Authors: Shipster C, Morgan A, Dunaway D
Title: Psychosocial, feeding, and drooling outcomes in children with Beckwith Wiedemann syndrome following tongue reduction surgery
Source: Cleft Palate-Craniofacial Journal 2012 49(4): e25-e34
Year: 2012
Research Design: Case Series

Objective: Macroglossia is a common feature of Beckwith Wiedemann Syndrome (BWS). Tongue reduction surgery (TRS) is advocated to overcome, or reduce, the secondary effects of macroglossia. Macroglossia may affect a child's cosmetic appearance, feeding, and drooling function. However, no study has systematically reported on feeding, drooling, or psychosocial outcomes preoperatively and postoperatively in this group. This study aimed to describe the presurgical and postsurgical psychosocial, feeding, and drooling outcomes of children with macroglossia associated with BWS and to determine the effect of TRS on these areas. Design: Clinical cohort study. Participants: Ten consecutively admitted children with BWS (age at surgery from 9 months to 4 years, 9 months [4;9]; mean, 2;7) were assessed preoperatively, 3 months postoperatively, and at long-term follow-up. Main Outcome Measures: A parental report questionnaire, the Brodsky drooling scale, and a feeding rating scale. Results: Parents reported that macroglossia had a negative impact cosmetically that was ameliorated following surgery. Macroglossia caused a range of feeding difficulties presurgically by preventing lip seal and bolus manipulation during the oral preparatory phase.
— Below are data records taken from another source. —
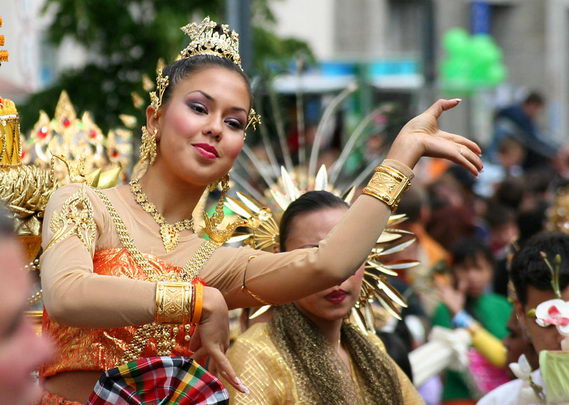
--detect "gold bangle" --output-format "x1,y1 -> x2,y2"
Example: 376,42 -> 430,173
362,165 -> 411,211
156,281 -> 195,324
241,256 -> 273,305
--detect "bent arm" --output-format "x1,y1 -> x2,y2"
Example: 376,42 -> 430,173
225,161 -> 413,308
41,184 -> 156,328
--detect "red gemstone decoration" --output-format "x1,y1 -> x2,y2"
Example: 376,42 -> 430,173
38,127 -> 47,139
547,305 -> 561,316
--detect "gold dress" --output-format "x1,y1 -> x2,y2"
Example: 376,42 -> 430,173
41,161 -> 412,376
226,322 -> 424,405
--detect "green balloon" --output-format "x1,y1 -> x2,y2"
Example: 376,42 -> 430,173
471,35 -> 501,64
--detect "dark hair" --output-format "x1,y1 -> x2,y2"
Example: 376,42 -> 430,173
279,191 -> 348,252
162,55 -> 252,109
378,330 -> 413,381
510,232 -> 569,305
452,238 -> 494,268
524,91 -> 545,106
0,202 -> 14,237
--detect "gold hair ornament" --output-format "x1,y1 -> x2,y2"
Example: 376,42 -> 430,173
150,66 -> 170,112
178,17 -> 243,70
245,108 -> 262,131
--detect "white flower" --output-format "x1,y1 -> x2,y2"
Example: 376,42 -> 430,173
510,354 -> 531,381
535,299 -> 569,336
518,386 -> 543,405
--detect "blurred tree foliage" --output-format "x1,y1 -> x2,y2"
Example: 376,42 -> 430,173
18,0 -> 311,132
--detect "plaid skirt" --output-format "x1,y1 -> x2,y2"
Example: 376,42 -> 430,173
38,392 -> 82,405
87,356 -> 229,405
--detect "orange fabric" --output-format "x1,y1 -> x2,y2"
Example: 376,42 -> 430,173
38,392 -> 82,405
41,249 -> 204,377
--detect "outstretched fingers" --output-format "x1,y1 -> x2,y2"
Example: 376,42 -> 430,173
425,98 -> 462,119
430,136 -> 482,176
439,130 -> 482,156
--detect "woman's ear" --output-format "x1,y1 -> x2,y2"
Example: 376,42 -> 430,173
146,105 -> 160,134
514,299 -> 527,331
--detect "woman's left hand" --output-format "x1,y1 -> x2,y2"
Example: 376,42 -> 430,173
190,287 -> 249,394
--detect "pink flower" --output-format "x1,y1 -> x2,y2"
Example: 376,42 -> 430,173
535,299 -> 569,336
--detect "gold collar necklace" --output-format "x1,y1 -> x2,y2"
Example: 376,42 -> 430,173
130,180 -> 194,253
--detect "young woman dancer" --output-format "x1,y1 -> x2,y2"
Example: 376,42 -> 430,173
41,19 -> 482,401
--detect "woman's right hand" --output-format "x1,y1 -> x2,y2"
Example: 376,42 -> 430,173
387,99 -> 482,176
190,287 -> 249,394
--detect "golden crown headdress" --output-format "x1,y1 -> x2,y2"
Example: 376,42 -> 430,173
178,17 -> 243,69
150,17 -> 261,130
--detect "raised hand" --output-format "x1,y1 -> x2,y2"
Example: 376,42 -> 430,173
190,287 -> 249,394
387,99 -> 482,176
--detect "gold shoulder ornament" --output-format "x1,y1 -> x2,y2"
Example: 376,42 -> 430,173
45,185 -> 97,254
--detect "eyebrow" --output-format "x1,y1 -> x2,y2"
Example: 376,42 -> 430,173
188,90 -> 247,114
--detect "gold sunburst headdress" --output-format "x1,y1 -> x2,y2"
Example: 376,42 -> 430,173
226,80 -> 419,332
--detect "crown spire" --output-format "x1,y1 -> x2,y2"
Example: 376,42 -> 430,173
0,17 -> 8,65
178,17 -> 243,70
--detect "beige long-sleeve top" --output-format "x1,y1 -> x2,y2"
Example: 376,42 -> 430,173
41,160 -> 413,328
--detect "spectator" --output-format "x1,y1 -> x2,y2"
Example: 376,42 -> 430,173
479,232 -> 569,405
489,92 -> 555,169
0,207 -> 53,405
432,239 -> 511,403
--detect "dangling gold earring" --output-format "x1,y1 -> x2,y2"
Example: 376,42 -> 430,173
209,174 -> 229,226
140,125 -> 158,165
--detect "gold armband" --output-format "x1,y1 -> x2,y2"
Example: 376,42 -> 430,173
362,165 -> 411,211
156,281 -> 195,324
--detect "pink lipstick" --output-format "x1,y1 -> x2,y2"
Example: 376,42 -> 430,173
324,290 -> 348,304
192,143 -> 219,159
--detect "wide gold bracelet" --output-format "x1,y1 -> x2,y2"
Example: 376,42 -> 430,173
362,165 -> 411,211
155,281 -> 195,324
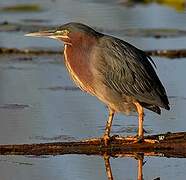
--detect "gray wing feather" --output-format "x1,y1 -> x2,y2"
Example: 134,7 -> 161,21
97,36 -> 169,109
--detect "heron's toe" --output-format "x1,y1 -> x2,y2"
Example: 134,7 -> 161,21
103,134 -> 110,146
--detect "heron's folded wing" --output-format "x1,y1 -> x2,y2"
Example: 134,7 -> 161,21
97,38 -> 169,109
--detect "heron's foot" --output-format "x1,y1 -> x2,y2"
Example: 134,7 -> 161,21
103,134 -> 110,146
134,136 -> 159,144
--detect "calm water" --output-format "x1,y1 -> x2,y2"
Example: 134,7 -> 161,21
0,0 -> 186,180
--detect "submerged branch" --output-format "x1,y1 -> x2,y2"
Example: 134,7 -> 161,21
0,132 -> 186,157
0,47 -> 186,58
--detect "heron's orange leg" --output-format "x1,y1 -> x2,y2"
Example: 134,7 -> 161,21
103,108 -> 114,146
134,102 -> 144,138
103,153 -> 113,180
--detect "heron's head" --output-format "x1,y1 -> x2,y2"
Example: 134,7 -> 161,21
26,22 -> 101,44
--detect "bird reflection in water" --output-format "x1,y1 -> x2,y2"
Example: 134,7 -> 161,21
103,153 -> 160,180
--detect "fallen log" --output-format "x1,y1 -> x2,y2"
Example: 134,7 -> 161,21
0,132 -> 186,157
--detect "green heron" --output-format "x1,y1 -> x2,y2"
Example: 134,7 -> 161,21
26,22 -> 170,144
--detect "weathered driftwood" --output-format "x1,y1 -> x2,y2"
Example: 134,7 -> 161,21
0,47 -> 186,58
0,132 -> 186,157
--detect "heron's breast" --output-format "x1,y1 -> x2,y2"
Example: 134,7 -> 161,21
64,45 -> 94,94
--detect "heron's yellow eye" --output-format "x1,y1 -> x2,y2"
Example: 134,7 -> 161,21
55,29 -> 69,36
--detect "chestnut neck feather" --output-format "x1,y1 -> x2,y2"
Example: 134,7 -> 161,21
64,34 -> 96,93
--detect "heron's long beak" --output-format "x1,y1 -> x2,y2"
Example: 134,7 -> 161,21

Excessive drooling was present in all cases presurgically. This resolved partially across the group postsurgically, with almost complete recovery at longer-term follow-up assessment. Conclusions: Presurgically, children show a common profile of feeding and drooling impairment with negative effects on cosmetic appearance. Our preliminary results demonstrate that TRS has a positive impact on these features with good outcomes for children with BWS.